Lab Test Considerations:
Verify negative pregnancy test before starting therapy.
- Monitor serum amylase and/or lipase levels to identify early signs of pancreatic inflammation.
- Monitor PT, aPTT, fibrinogen in patients with signs and symptoms of hemorrhage.
- Monitor bilirubin, AST, and ALT at least weekly, during cycles of calasparagase through 6 wks after last dose. If total bilirubin >3 x to ≤10 x ULN, hold therapy until total bilirubin levels ↓ to ≤ 1.5 x ULN. If total bilirubin >10 x ULN, discontinue calaspargase and do not make up for missed doses. May also cause ↓ serum albumin and plasma fibrinogen.
- May cause hyperglycemia and glucose intolerance.
- Deficient knowledge, related to medication regimen (Patient/Family/Teaching)
- High Alert: Fatalities have occurred with chemotherapeutic agents. Before administering, clarify all ambiguous orders; double check single, daily, and course-of-therapy dose limits; have second practitioner independently double check original order, dose calculations and infusion pump settings.
- Intermittent Infusion: Solution is clear and colorless; do not administer solutions that are discolored, cloudy, or contain particulate matter. Stable at room temperature up to 4 hrs or refrigerated up to 48 hrs; do not administer solutions that have been shaken or vigorously agitated, frozen, or stored at room temperature for more than 48 hours. Protect from light; do not freeze. Dilution: 100 mL of 0.9% NaCl or D5W.
- Rate: Administer immediately after dilution into running infusion of 0.9% NaCl or D5W over 1 hr.
- Explain purpose of medication to patient.
- Advise patient to notify health care professional immediately if signs and symptoms of hypersensitivity, pancreatitis, thromboembolism, hemorrhage, or hepatotoxicity (jaundice, severe nausea or vomiting, easy bruising or bleeding) occur.
- Advise patient to notify health care professional if excessive thirst or any increase in the volume or frequency of urination occurs.
- Instruct patient to notify health care professional of all Rx or OTC medications, vitamins, or herbal products being taken and consult health care professional before taking any new medications.

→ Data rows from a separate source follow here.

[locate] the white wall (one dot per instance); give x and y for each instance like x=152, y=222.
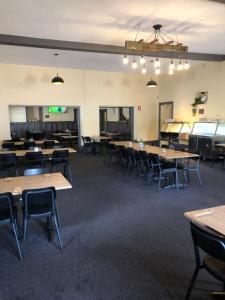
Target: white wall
x=30, y=85
x=112, y=114
x=183, y=86
x=68, y=116
x=17, y=114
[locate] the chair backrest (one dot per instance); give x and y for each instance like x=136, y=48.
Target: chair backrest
x=15, y=139
x=48, y=144
x=143, y=155
x=35, y=171
x=44, y=198
x=6, y=200
x=63, y=154
x=86, y=139
x=28, y=144
x=8, y=158
x=165, y=146
x=209, y=242
x=154, y=160
x=8, y=145
x=34, y=155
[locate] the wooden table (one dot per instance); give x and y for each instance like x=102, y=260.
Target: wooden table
x=111, y=134
x=44, y=151
x=68, y=136
x=213, y=217
x=100, y=138
x=162, y=152
x=16, y=185
x=21, y=143
x=220, y=145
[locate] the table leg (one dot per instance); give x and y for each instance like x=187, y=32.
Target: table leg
x=49, y=229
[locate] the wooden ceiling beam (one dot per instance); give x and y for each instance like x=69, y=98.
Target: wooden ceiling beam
x=23, y=41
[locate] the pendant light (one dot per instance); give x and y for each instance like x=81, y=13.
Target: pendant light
x=57, y=79
x=152, y=83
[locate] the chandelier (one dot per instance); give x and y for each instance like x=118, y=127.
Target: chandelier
x=157, y=42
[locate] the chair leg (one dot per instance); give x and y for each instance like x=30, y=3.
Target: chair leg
x=199, y=177
x=58, y=233
x=25, y=221
x=18, y=232
x=177, y=182
x=193, y=278
x=68, y=168
x=17, y=241
x=159, y=182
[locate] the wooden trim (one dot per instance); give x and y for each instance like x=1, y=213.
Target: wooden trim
x=160, y=104
x=24, y=41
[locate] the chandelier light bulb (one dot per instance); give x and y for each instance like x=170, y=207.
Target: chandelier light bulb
x=171, y=66
x=143, y=70
x=142, y=60
x=157, y=71
x=157, y=63
x=180, y=66
x=125, y=60
x=134, y=64
x=186, y=65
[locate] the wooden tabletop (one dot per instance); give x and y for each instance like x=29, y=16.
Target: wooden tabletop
x=21, y=143
x=100, y=137
x=68, y=136
x=61, y=134
x=213, y=217
x=220, y=145
x=44, y=151
x=162, y=152
x=16, y=185
x=112, y=133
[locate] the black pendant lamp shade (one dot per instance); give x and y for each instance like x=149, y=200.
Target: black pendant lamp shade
x=57, y=80
x=151, y=83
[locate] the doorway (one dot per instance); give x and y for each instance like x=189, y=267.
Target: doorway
x=117, y=120
x=165, y=112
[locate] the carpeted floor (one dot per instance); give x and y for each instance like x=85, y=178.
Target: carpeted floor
x=122, y=240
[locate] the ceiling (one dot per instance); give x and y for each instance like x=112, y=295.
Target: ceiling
x=198, y=23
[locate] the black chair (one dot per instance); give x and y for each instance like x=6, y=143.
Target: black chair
x=122, y=156
x=134, y=160
x=40, y=203
x=36, y=171
x=8, y=215
x=111, y=153
x=61, y=157
x=218, y=153
x=15, y=139
x=144, y=165
x=190, y=165
x=34, y=159
x=88, y=145
x=8, y=161
x=166, y=172
x=8, y=146
x=214, y=262
x=48, y=144
x=29, y=145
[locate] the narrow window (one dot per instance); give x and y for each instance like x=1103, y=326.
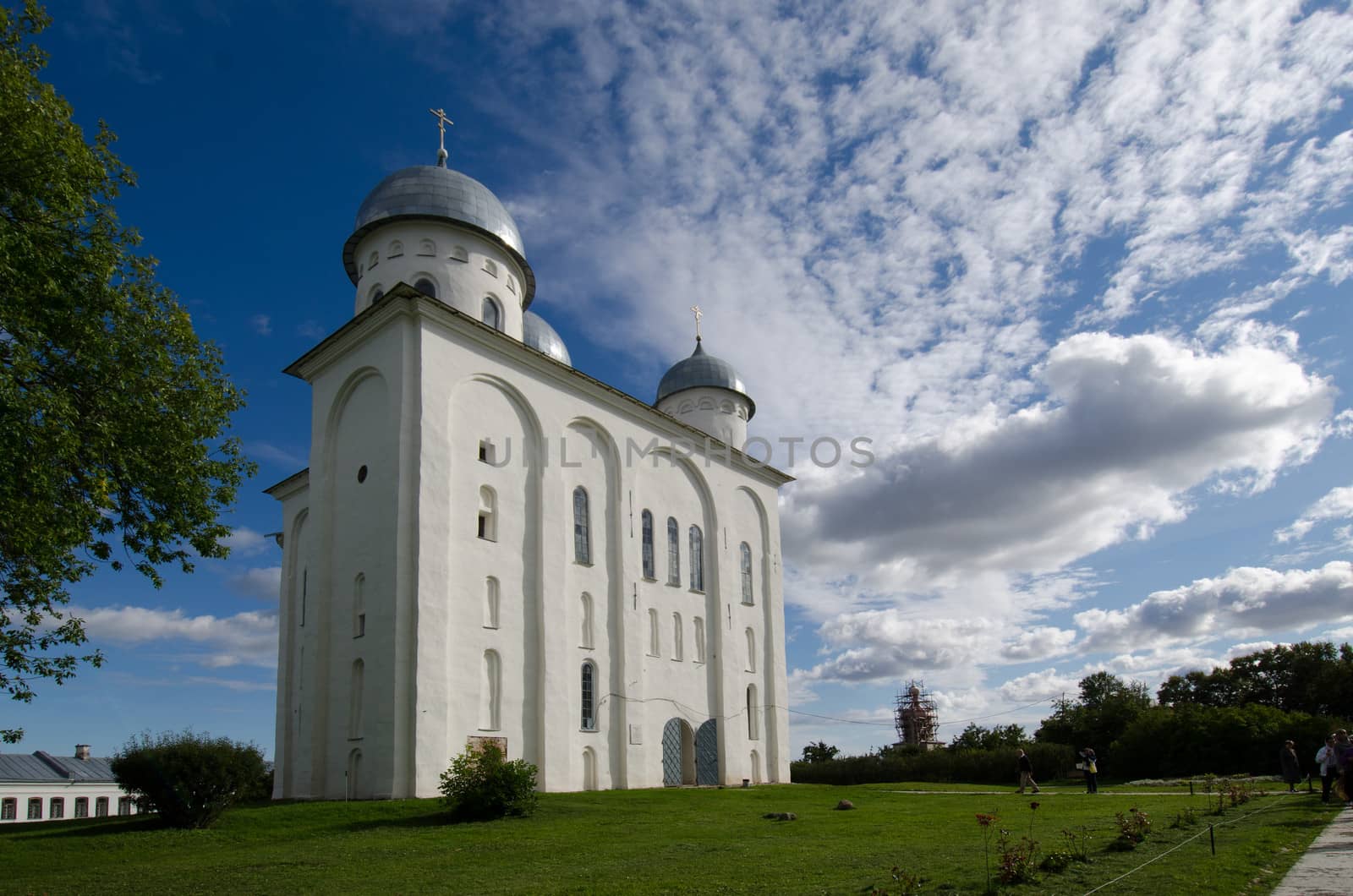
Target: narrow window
x=490, y=692
x=588, y=621
x=582, y=539
x=490, y=603
x=490, y=314
x=359, y=670
x=748, y=573
x=673, y=553
x=649, y=544
x=589, y=696
x=487, y=527
x=359, y=607
x=697, y=560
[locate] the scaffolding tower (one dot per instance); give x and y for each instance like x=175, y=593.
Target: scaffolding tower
x=917, y=718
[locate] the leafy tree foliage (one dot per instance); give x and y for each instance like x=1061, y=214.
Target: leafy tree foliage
x=189, y=779
x=1314, y=679
x=819, y=753
x=1107, y=706
x=112, y=409
x=482, y=785
x=1000, y=738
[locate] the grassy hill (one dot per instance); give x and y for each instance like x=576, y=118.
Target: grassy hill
x=676, y=841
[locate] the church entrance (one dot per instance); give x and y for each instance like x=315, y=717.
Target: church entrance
x=707, y=753
x=678, y=753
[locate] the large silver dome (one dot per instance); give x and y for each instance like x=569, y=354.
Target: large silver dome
x=543, y=337
x=439, y=194
x=703, y=369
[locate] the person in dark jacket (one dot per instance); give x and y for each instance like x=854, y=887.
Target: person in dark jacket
x=1291, y=765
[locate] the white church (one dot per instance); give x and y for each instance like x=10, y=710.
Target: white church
x=493, y=547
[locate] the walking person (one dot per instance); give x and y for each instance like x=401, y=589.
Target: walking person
x=1026, y=773
x=1291, y=765
x=1091, y=770
x=1328, y=762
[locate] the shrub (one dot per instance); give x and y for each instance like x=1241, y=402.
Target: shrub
x=482, y=785
x=189, y=779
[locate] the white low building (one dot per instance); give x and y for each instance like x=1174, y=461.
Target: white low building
x=491, y=544
x=41, y=787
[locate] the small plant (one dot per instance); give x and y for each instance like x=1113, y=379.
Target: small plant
x=480, y=785
x=1018, y=862
x=1131, y=828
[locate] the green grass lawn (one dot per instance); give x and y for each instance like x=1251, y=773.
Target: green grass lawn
x=683, y=841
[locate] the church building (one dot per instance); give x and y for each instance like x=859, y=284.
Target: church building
x=493, y=547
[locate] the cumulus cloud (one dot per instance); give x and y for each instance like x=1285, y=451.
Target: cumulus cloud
x=214, y=642
x=1244, y=600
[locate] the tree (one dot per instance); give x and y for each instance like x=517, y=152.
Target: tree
x=189, y=779
x=112, y=412
x=819, y=753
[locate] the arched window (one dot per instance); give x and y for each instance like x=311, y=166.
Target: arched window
x=647, y=522
x=582, y=538
x=490, y=692
x=673, y=553
x=697, y=560
x=359, y=608
x=359, y=670
x=746, y=549
x=490, y=314
x=589, y=696
x=490, y=603
x=588, y=621
x=487, y=528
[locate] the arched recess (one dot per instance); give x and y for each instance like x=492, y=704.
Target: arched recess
x=474, y=403
x=606, y=522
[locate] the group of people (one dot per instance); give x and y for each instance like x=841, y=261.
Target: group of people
x=1088, y=763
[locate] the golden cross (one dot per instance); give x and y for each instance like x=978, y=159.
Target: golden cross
x=441, y=125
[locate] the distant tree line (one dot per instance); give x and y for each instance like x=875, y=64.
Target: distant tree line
x=1230, y=720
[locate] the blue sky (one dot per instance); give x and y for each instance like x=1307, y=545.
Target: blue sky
x=1079, y=271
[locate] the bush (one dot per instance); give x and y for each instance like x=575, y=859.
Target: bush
x=482, y=785
x=189, y=779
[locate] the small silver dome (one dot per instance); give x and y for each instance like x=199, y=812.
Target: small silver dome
x=543, y=337
x=439, y=194
x=703, y=369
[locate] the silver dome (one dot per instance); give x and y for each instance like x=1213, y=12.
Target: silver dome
x=543, y=337
x=439, y=194
x=703, y=369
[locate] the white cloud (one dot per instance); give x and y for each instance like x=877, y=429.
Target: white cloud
x=1336, y=505
x=244, y=637
x=1244, y=600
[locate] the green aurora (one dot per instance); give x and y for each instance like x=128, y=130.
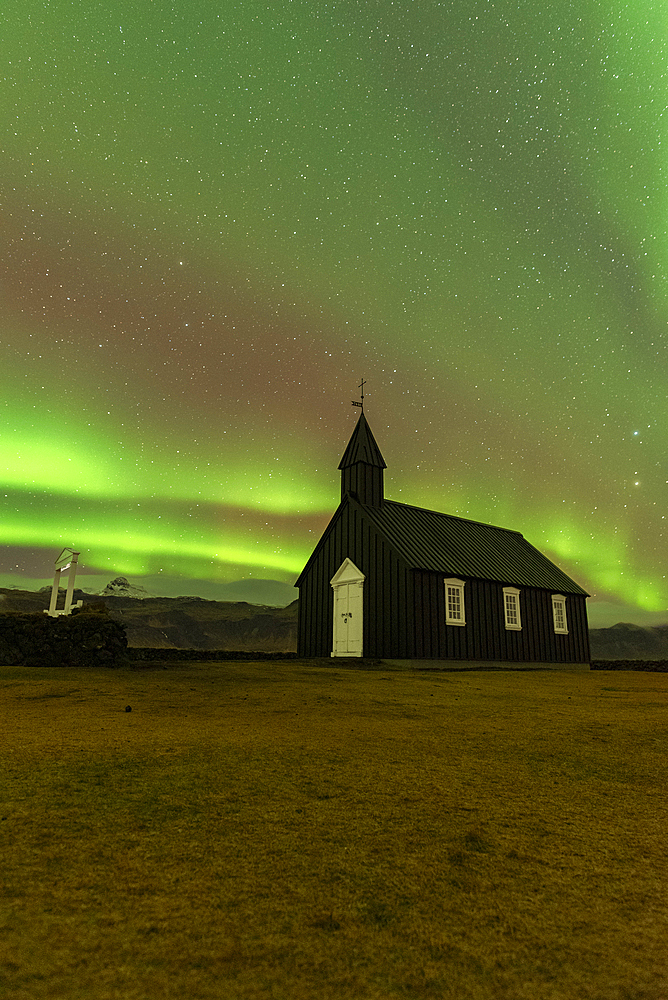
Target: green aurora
x=216, y=220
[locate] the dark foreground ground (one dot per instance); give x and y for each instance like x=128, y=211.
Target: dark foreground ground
x=276, y=830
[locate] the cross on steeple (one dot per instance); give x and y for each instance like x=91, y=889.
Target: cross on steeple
x=361, y=387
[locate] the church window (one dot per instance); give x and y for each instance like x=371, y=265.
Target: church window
x=455, y=613
x=559, y=614
x=511, y=606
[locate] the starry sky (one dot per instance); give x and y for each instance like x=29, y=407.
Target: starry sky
x=218, y=217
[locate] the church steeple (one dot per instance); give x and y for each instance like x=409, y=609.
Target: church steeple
x=362, y=466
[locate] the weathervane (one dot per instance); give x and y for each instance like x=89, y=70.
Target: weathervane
x=354, y=401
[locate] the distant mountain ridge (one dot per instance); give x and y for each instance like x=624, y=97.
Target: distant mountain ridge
x=179, y=622
x=195, y=623
x=625, y=641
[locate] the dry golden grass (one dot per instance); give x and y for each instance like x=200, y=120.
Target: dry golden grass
x=284, y=831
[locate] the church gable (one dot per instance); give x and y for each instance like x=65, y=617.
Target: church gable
x=377, y=583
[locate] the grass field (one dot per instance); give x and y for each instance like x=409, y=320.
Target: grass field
x=286, y=831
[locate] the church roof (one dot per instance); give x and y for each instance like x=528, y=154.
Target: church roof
x=362, y=447
x=443, y=543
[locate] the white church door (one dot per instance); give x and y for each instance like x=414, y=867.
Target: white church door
x=347, y=584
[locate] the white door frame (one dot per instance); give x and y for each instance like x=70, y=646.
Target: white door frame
x=348, y=624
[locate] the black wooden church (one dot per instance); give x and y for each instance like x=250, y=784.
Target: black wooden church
x=391, y=581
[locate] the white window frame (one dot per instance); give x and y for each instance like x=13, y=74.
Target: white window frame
x=559, y=600
x=512, y=592
x=459, y=586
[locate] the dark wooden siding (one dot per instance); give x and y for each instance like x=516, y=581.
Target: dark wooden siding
x=404, y=609
x=388, y=600
x=485, y=637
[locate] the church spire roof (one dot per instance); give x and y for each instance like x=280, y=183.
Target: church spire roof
x=362, y=447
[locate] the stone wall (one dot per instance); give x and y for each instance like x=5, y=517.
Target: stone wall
x=86, y=638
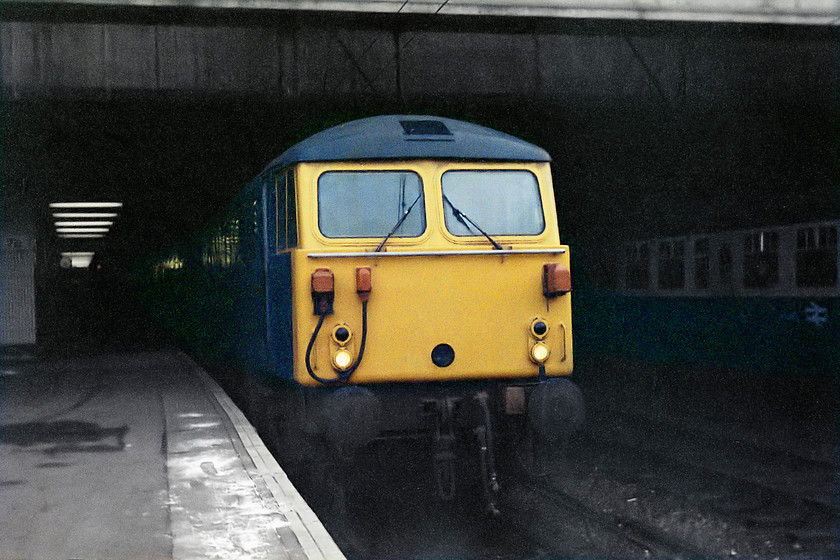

- Rep: May be teratogenic. Advise women of reproductive potential to use effective contraception, including a barrier method, and avoid breastfeeding during therapy and for at least 3 months after last dose. Notify health care professional if pregnancy is planned or suspected or if breastfeeding. Calasparagase can render hormonal contraceptives ineffective; use non-hormonal contraceptive methods.
Improvement of hematologic status in patients with leukemia.